Son échec social se voit accentué par les personnages secondaires eux-mêmes. En effet, à chaque événement auquel se rend le personnage principal, il se retrouve en présence de personnages secondaires qui sont autant de modèles de réussite sociale. Toute son évolution est donc dégradée lorsqu'on la compare à celles des grandes figures qu'il fréquente. Si Frédérique n'est pas un modèle de réussite, c'est parce que, pour Flaubert, l'élan révolutionnaire s'est définitivement éteint et l'histoire n'est qu'une répétition dégradée.
Un échec complet dans la posture de jeune amoureux
Enfin, c'est toute son éducation amoureuse qu'il faut revoir. Il passe sans succès les passages clé d'une histoire d'amour : la séduction en ratant deux bals importants où il joue le spectateur plutôt que le séducteur, la scène d'adieu, tout autant que son duel contre le vicomte de Cisy. Sur le plan sentimental il ne se passe rien ou très peu de choses, au point de pouvoir se demander quand Frédérique est déniaisé.

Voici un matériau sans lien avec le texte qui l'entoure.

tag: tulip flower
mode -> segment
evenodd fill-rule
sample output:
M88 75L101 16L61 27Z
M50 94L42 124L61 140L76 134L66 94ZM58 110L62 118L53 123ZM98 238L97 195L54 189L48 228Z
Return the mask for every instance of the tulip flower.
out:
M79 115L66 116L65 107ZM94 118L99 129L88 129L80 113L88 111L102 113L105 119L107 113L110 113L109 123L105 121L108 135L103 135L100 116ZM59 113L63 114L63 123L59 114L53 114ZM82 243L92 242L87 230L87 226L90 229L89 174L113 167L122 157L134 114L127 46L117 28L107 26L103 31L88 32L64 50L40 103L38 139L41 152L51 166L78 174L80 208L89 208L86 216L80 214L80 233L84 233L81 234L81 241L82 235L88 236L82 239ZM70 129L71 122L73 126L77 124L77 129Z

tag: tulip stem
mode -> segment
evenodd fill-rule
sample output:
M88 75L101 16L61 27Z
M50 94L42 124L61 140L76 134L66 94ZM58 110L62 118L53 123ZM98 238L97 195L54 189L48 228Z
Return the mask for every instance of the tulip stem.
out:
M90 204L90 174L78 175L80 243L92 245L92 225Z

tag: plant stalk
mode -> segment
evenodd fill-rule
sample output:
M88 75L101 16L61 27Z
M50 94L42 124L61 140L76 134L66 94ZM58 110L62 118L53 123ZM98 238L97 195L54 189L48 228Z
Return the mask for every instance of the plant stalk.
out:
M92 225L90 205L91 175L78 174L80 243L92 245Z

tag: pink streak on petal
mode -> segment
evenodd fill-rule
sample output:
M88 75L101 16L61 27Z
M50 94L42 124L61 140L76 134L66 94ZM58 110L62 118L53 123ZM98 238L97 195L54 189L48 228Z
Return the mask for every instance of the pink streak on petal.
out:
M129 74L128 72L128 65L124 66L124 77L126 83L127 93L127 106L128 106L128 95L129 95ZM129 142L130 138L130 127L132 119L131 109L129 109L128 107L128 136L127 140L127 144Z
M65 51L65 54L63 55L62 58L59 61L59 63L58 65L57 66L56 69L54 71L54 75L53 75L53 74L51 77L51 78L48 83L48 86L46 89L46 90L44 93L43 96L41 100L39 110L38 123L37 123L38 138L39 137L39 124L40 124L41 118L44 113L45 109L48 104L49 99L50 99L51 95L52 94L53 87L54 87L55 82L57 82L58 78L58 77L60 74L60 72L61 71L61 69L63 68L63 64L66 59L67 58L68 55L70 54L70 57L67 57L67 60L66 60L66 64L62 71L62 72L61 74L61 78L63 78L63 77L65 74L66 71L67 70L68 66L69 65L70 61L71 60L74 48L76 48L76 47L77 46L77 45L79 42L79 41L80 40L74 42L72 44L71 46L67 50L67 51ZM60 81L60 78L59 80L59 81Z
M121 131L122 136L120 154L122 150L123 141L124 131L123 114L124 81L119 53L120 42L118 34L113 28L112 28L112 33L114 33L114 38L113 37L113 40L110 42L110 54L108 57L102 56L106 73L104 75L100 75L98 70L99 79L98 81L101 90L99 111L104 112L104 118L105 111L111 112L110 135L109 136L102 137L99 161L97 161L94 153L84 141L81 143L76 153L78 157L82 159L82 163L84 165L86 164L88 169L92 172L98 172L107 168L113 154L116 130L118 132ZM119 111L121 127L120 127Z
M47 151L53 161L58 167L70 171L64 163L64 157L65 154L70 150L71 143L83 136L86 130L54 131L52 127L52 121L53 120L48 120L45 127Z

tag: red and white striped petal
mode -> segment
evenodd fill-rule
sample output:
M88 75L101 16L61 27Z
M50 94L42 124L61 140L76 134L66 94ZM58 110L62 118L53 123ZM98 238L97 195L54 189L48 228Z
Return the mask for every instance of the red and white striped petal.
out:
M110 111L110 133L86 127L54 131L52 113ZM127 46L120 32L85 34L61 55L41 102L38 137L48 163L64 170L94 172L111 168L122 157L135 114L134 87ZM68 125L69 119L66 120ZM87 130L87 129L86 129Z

Il y a également un atermoiement perpétuel du héros : il ne sera pas l'amant de Mme Arnoux, sera celui de Rosanette mais après tout le monde et le contre-modèle de Frédéric est M. Arnoux (mais aussi ses camarades qui parviennent tous à s'attacher à au moins une femme). Il choisit l'amour car il aimerait être un héros romantique, mais il l'est à contretemps et surtout il ne se donne pas les moyens de devenir un modèle d'héroïsme sentimental. Son idéal avec Mme Arnoux se révèle être un amour impossible, avec Dambreuse, il s'agit d'un amour par intérêt et son histoire avec Rosanette reflète un amour médiocre et sans panache.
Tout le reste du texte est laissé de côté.